Le jury de ce prix littéraire créé en 2015 (*) a distingué « Un monde de ciel et de terre » publié chez Calmann-Lévy. Un roman extraordinaire qui nous plonge dans les guerres du XXe siècle, nous embarque de Sarajevo à Tachkent, Shanghai et Jérusalem, dans les pas de deux soldats qui s’aiment.
Le roman d’Aleksandar Hemon convoque le monde entier, sauf l’Amérique – si ce n’est à travers quelques personnages secondaires. Pourtant, « Un monde de ciel et de terre » est un grand roman américain. Parmi les plus grands qu’il nous ait été donnés de lire ces derniers temps. Son auteur, Bosnien d’origine, émigré aux Etats-Unis dans les années 1990, a le souffle épique des pionniers, l’âme du migrant, la plume extralucide d’un London ou d’un Steinbeck. Il s’est vu décerner le Grand Prix de littérature américaine, à l’issue de deux tours, dans le cadre propice du restaurant Joe Allen, par sept voix contre trois au « Grand Cercle » de Maggie Shipstead (Les Presses de la Cité). « L’invitée » d’Emma Cline (La Table Ronde) était arrivée en troisième position au premier tour de scrutin.
Difficile de résumer un livre aussi foisonnant. Les premières pages du livre nous plongent dans Sarajevo, le jour de l’assassinat de l’archiduc François Ferdinand, déclencheur de la Première Guerre mondiale. A la manière d’un mirage – la ville en 1914 et ses habitants semblent d’emblée si proches… Le lecteur a tôt fait d’adopter, comme un tendre frère, Rafael Pinto, l’apothicaire juif séfarade ébloui par un beau soldat venu lui acheter un médicament. L’instant d’après, il sera témoin de l’attentat qui va changer sa vie et celle de toute une jeunesse européenne.
Couple inséparable
Enrôlé dans l’armée austro-hongroise, Pinto connaît l’enfer des tranchées d’Ukraine, puis des prisons russes de Tachkent. Dans son bataillon bosniaque, il fait la connaissance d’un garçon solaire, Osman. Tous deux vont former un couple inséparable, au-delà de la vie et de la mort, héros involontaires d’un monde à feu et à sang. Car pour eux il n’y aura pas d’entre-deux-guerres.
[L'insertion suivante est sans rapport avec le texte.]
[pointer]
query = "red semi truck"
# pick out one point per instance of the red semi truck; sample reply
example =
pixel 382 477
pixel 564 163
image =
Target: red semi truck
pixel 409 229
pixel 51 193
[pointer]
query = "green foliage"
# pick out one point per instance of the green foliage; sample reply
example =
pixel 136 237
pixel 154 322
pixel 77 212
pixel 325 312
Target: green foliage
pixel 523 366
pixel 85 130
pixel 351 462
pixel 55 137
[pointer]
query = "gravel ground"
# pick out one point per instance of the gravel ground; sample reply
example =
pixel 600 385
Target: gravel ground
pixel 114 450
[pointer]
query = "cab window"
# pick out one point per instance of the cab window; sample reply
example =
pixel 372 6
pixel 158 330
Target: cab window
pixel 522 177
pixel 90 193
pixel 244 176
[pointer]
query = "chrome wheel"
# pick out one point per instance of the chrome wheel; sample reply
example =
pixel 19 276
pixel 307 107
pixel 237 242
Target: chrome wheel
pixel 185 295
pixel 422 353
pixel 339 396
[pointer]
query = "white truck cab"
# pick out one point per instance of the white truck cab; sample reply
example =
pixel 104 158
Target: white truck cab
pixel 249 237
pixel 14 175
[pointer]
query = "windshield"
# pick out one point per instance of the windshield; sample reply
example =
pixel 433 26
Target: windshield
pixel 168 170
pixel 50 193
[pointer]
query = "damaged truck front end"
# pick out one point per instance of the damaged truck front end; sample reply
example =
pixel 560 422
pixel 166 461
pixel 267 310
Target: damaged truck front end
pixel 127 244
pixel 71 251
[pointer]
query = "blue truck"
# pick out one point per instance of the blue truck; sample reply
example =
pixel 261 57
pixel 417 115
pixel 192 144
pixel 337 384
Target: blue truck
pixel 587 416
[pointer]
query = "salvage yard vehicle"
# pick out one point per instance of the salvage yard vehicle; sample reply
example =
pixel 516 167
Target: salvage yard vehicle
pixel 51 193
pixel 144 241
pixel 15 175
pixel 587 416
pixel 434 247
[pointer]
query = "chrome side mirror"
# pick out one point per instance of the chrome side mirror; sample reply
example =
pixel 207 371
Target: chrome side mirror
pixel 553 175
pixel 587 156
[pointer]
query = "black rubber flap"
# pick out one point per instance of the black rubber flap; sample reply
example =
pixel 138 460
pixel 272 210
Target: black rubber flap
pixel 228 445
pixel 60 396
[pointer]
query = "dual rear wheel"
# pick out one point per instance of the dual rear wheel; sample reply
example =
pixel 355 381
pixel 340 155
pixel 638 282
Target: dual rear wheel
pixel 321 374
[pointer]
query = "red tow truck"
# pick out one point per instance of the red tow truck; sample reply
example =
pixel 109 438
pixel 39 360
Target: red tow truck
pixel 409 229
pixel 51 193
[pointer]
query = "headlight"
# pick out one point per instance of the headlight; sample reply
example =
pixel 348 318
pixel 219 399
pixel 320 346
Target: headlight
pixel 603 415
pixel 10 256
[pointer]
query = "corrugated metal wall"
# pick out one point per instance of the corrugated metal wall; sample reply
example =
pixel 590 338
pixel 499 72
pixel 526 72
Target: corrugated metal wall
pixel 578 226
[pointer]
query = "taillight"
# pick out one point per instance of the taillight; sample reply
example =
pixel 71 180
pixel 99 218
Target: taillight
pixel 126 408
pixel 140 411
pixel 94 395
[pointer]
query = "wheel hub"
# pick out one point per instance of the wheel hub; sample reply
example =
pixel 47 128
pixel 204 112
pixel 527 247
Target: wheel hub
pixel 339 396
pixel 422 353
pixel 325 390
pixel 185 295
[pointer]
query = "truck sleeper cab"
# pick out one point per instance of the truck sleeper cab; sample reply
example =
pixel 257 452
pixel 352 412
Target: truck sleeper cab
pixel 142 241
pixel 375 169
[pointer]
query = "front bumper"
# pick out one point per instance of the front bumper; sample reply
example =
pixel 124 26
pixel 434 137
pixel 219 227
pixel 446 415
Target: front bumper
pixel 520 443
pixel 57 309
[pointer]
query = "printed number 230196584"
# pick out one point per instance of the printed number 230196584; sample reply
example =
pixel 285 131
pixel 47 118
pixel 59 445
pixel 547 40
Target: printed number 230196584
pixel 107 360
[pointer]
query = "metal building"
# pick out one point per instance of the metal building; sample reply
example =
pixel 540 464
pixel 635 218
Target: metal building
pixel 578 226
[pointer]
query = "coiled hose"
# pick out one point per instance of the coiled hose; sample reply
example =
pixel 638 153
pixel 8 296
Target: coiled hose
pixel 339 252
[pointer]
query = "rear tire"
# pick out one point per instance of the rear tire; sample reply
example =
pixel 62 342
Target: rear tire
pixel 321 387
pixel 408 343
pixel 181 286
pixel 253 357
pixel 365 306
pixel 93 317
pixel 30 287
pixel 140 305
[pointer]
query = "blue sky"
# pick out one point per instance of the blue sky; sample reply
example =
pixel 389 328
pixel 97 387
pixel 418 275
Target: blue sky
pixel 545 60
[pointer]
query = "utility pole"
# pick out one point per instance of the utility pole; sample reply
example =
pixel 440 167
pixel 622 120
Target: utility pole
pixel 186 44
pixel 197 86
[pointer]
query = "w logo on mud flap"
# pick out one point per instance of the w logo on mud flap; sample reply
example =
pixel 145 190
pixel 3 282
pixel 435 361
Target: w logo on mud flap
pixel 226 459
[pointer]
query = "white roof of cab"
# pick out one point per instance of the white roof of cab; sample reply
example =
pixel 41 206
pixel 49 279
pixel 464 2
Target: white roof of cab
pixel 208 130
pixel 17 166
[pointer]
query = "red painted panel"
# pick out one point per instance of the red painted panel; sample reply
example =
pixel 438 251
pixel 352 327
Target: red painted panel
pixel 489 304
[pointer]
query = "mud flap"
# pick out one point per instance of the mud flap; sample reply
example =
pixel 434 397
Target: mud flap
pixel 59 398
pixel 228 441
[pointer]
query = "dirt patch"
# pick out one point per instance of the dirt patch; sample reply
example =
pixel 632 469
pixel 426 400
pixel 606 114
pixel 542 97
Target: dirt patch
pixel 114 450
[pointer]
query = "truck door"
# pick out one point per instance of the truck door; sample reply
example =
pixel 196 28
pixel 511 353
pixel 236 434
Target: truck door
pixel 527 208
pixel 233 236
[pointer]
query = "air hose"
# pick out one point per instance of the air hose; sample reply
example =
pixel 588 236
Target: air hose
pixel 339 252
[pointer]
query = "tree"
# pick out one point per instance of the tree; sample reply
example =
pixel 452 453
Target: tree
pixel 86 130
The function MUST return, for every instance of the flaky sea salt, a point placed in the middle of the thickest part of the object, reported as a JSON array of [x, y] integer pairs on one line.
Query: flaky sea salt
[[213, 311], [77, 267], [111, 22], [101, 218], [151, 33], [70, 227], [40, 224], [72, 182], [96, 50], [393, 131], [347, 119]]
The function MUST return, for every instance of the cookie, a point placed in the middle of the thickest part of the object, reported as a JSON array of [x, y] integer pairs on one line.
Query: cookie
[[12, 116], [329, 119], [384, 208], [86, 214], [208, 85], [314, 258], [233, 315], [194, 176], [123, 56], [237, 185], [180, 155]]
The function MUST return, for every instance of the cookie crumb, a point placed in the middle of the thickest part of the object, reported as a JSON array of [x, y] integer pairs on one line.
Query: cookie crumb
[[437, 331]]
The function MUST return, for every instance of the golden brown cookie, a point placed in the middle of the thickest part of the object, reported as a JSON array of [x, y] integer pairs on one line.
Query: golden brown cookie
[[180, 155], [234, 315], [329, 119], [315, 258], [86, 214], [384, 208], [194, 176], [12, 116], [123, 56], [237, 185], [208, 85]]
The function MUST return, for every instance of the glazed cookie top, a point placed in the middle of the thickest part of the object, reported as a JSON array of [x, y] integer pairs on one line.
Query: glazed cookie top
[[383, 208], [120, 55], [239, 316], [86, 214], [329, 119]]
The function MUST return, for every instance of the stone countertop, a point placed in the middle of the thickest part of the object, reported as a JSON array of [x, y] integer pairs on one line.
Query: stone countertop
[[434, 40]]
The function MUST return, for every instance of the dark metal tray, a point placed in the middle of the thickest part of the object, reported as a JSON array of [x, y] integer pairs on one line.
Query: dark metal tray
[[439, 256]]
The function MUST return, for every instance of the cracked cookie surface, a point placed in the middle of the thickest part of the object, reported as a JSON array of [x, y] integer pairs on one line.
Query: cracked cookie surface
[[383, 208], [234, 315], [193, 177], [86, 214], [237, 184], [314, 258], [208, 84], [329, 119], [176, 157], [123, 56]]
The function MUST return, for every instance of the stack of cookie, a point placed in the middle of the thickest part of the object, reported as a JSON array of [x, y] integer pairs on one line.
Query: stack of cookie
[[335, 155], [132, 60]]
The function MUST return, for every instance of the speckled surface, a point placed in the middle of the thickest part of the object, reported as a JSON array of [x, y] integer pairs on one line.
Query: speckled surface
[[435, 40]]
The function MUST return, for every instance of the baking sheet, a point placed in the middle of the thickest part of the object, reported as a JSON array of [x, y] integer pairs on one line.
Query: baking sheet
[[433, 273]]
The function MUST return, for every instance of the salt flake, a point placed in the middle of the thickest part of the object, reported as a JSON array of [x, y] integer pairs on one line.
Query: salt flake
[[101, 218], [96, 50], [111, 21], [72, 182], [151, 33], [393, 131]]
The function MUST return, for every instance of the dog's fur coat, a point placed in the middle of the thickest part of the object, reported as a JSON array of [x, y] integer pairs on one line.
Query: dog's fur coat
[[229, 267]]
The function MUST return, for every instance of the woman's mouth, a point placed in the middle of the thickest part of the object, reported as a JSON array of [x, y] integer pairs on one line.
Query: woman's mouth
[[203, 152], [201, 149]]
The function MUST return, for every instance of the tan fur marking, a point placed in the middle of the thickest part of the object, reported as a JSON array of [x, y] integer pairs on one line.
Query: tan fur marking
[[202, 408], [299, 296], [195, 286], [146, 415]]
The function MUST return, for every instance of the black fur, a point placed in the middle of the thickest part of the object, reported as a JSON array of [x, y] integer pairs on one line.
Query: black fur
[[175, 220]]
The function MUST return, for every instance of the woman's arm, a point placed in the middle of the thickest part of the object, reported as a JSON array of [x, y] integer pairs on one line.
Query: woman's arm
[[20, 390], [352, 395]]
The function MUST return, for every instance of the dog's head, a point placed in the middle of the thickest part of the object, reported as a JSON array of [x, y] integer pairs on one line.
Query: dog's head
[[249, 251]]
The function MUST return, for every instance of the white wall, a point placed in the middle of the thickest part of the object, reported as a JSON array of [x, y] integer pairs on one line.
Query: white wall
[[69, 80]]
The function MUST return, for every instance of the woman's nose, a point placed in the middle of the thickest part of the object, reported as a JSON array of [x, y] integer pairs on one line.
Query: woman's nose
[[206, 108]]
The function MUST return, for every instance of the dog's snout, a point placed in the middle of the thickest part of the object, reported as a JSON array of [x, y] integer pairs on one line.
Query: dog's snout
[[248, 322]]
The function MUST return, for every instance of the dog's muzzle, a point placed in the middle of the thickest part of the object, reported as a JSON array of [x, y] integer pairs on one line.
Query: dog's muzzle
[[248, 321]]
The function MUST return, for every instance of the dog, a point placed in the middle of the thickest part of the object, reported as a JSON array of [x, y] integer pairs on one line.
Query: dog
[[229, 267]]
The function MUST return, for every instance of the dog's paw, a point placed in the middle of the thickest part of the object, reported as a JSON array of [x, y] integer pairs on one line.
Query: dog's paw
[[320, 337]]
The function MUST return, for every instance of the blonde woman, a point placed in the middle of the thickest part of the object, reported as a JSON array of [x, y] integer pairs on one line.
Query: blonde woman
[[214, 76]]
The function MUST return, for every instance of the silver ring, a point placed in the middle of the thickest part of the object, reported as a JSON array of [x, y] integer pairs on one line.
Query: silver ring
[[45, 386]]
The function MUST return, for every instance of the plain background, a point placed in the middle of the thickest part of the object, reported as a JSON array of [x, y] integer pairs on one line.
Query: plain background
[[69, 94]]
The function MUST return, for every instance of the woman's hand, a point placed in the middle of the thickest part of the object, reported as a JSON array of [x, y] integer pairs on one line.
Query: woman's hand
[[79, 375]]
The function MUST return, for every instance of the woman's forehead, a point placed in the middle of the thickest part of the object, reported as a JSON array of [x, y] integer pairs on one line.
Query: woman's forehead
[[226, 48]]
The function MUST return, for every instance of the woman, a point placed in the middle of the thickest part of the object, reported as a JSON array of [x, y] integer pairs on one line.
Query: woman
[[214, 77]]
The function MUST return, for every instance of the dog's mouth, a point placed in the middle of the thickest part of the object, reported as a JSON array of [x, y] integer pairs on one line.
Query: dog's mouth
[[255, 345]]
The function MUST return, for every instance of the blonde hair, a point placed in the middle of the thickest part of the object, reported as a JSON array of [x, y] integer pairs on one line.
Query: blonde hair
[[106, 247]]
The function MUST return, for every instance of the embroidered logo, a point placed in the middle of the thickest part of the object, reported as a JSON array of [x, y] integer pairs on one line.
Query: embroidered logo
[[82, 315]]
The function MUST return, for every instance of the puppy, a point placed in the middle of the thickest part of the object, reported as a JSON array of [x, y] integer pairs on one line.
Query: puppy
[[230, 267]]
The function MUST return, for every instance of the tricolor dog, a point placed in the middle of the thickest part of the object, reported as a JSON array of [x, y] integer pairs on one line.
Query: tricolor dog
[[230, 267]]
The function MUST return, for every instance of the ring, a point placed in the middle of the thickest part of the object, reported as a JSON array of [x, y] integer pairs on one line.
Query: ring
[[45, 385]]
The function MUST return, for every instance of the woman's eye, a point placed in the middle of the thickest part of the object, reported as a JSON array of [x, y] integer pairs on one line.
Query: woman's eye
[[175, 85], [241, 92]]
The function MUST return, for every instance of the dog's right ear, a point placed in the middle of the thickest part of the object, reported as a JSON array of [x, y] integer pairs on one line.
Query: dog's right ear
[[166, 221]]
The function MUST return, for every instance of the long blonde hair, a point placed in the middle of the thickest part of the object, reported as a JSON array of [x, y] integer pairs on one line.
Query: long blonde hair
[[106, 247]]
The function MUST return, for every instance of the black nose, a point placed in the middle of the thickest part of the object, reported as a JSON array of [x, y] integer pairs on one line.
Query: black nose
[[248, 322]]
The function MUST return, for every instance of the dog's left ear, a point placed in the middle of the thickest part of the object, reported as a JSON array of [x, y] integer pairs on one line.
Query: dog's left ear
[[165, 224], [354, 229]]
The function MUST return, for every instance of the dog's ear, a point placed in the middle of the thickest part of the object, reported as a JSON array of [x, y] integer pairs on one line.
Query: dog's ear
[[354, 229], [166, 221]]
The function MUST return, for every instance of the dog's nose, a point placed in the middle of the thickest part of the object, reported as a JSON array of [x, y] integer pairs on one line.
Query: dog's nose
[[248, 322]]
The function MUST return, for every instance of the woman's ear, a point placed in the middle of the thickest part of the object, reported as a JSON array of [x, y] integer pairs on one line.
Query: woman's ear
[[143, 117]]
La révolution bolchevique les contraint à fuir et à se séparer.
Avec le fantôme de son amant à ses côtés, et la petite fille que lui a laissée ce dernier, Pinto traverse le désert du Taklamakan, avant de se réfugier à Shanghai, en pleine guerre sino-japonaise. L’épopée se terminera à Jérusalem, en 2001, au gré d’un épilogue étonnant où l’auteur se met lui-même en scène. Déluge de personnages, d’histoires, de visions hallucinées, de situations, toutes extrêmes… Déstabilisé au début, le lecteur, pourtant, ne perd pas le fil. Il s’habitue même au parler et aux mots fleuris (en V.O.) de Pinto.
Aleksandar Hemon nous fait traverser la folie d’un siècle à un train d’enfer. Son roman est un chant de grâce et de colère – le chant de l’exil, de l’errance qui frappe les réfugiés du monde entier, le chant des juifs persécutés, le chant de la différence. Car « Un monde de ciel et de terre » est aussi l’histoire d’une grande passion entre deux hommes, deux soldats qui s’enlacent sous les bombes. Pinto et Osman, les amants magnifiques, nous font croire aux fantômes- anges gardiens, à la flamme éternelle de l’amour qui brave l’horreur du monde. Le ciel et la terre se confondent en une bouleversante étreinte.
(*) Au titre des Echos, nous faisons partie depuis l’origine de ce jury composé de dix membres (journalistes, libraires et éditeurs).